Data analysis
Data analysis takes on many names and may forms. In the context of this resource data analysis is the use of code or tools to process the data we have collected, cleaned and formated for use. This is where we use our data to inform our decision making, identify themes and gaps in the research and find evidence to support findings.
Methods for analysis
Once the text is cleaned and formatted it can be computationally processed using a number of different methods, depending the analysis you want to undertake. Explore some of popular the methods below.

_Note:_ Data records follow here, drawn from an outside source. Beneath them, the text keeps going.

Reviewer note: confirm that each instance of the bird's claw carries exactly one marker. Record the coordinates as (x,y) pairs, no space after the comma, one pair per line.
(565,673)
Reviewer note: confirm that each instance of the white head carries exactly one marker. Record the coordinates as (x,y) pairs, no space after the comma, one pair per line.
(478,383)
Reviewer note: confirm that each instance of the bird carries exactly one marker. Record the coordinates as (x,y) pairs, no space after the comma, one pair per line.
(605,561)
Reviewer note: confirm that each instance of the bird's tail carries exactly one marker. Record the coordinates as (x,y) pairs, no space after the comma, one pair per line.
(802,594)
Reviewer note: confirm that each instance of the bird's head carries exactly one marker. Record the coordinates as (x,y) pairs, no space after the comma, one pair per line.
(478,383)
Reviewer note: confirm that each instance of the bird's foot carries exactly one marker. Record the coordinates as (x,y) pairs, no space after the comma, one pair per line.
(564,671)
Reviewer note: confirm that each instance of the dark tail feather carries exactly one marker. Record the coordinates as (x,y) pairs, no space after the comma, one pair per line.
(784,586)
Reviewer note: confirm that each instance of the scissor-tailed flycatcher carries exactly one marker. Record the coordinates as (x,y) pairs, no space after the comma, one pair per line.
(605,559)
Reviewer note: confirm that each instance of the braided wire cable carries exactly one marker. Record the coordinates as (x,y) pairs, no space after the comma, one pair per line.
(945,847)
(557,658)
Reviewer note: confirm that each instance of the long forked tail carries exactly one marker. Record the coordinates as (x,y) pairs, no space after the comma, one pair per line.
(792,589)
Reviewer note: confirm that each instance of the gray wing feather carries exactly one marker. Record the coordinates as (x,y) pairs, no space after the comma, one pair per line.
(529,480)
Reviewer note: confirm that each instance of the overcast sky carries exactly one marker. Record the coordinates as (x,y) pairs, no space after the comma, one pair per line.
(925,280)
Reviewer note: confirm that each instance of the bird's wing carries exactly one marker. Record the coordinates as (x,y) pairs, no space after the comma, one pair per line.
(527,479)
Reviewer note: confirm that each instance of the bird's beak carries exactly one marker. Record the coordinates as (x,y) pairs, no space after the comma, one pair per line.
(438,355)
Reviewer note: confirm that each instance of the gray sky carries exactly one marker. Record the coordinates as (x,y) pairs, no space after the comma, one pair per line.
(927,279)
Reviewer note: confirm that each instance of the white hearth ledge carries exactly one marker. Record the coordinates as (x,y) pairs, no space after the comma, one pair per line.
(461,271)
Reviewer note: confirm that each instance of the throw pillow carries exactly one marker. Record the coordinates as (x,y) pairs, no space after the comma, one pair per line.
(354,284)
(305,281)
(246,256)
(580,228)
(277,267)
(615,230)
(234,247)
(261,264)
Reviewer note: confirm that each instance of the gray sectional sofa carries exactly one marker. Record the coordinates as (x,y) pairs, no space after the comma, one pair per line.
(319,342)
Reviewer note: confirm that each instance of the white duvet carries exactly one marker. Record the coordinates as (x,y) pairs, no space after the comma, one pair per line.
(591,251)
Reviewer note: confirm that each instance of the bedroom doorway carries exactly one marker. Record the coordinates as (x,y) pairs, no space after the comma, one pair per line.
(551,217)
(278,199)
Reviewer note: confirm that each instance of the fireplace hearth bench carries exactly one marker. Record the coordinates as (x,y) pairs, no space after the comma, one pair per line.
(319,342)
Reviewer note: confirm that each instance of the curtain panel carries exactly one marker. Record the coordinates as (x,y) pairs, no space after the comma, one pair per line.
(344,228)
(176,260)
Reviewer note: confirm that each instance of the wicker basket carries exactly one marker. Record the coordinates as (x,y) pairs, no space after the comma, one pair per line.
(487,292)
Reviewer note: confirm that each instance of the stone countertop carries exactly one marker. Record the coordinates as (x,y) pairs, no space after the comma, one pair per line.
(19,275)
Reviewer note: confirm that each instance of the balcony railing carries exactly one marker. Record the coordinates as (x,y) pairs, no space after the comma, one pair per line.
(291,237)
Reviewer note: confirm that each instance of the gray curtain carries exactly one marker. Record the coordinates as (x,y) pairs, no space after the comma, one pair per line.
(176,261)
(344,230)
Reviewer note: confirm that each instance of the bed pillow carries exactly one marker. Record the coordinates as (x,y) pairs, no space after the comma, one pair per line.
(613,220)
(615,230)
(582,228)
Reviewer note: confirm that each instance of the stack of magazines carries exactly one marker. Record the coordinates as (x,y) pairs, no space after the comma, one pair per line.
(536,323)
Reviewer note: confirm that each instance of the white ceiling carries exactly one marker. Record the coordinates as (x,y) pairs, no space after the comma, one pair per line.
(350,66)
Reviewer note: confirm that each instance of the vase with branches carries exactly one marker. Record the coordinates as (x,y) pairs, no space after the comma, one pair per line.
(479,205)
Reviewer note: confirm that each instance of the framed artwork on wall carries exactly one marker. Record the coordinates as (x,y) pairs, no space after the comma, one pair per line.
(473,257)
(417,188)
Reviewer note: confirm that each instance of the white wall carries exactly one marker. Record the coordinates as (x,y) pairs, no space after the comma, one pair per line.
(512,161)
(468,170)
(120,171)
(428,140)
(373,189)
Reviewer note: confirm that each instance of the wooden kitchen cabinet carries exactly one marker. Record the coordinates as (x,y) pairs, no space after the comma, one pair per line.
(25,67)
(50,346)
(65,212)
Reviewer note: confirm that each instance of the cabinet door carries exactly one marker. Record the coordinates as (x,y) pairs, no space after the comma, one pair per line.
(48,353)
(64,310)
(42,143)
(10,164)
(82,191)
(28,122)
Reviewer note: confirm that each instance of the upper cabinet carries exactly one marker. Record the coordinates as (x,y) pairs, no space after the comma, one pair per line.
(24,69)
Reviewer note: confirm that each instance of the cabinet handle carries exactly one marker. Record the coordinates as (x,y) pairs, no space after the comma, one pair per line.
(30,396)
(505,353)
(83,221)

Natural language processing (NLP) techniques
Natural language processing (NLP) is the branch of artificial intelligence (AI) technology to train a computer to understand, process, and generate language. Search engines, machine translation services, and voice assistants are all powered by the technology. Source: Bell & Olavsrud, 2021
The following NLP tasks break down text into analysable parts:
NLP method | Description | Example |
Tokenization | Splits the text into sentences and sentences into words; changes to lowercase and removes punctuation. | This is creates a ‘bag of words’ for analysis |
Stop word removal | Uses standard language stop word dictionaries which can be amended. | removes words such as “the”, “and”, “it”, “so”, “this”, “page”, “of”…. |
Lemmatization | Third person words are changed to first person and verbs in past and future tenses are change into present. | Alters change, changing, changes, changed… to change |
Word stemming | Words are reduced to their root form. | Changes victorious, victories, victory… to victor |
Special characters removed | Characters that cannot be understood are removed. | * @ # ! » |
Part-of-speech tagging | Categorises words in a text in correspondence with a particular part of speech. | Her (pronoun) hat (noun) is (verb) grey (adjective) . |
Shallow parsing | Chunks phrases from unstructured text. | Identifies sentences, verb phrases, noun phrases. |
Syntactic parsing | Finds structural relationships between words in a sentence. | Can for example identify a noun phrase as being formed by a determiner, followed by an adjective, followed by a noun. |
Machine learning
Machine learning is a branch of AI and a process of teaching a computer system to recognise patterns in text without explicit human programming. Machine learning can be either unsupervised (with minimal human intervention) or supervised (with more human intervention). Explore machine learning at Zdnet.com. Analysis using Machine learning includes topic modelling, and Naive Bayes Classification, which are detailed below.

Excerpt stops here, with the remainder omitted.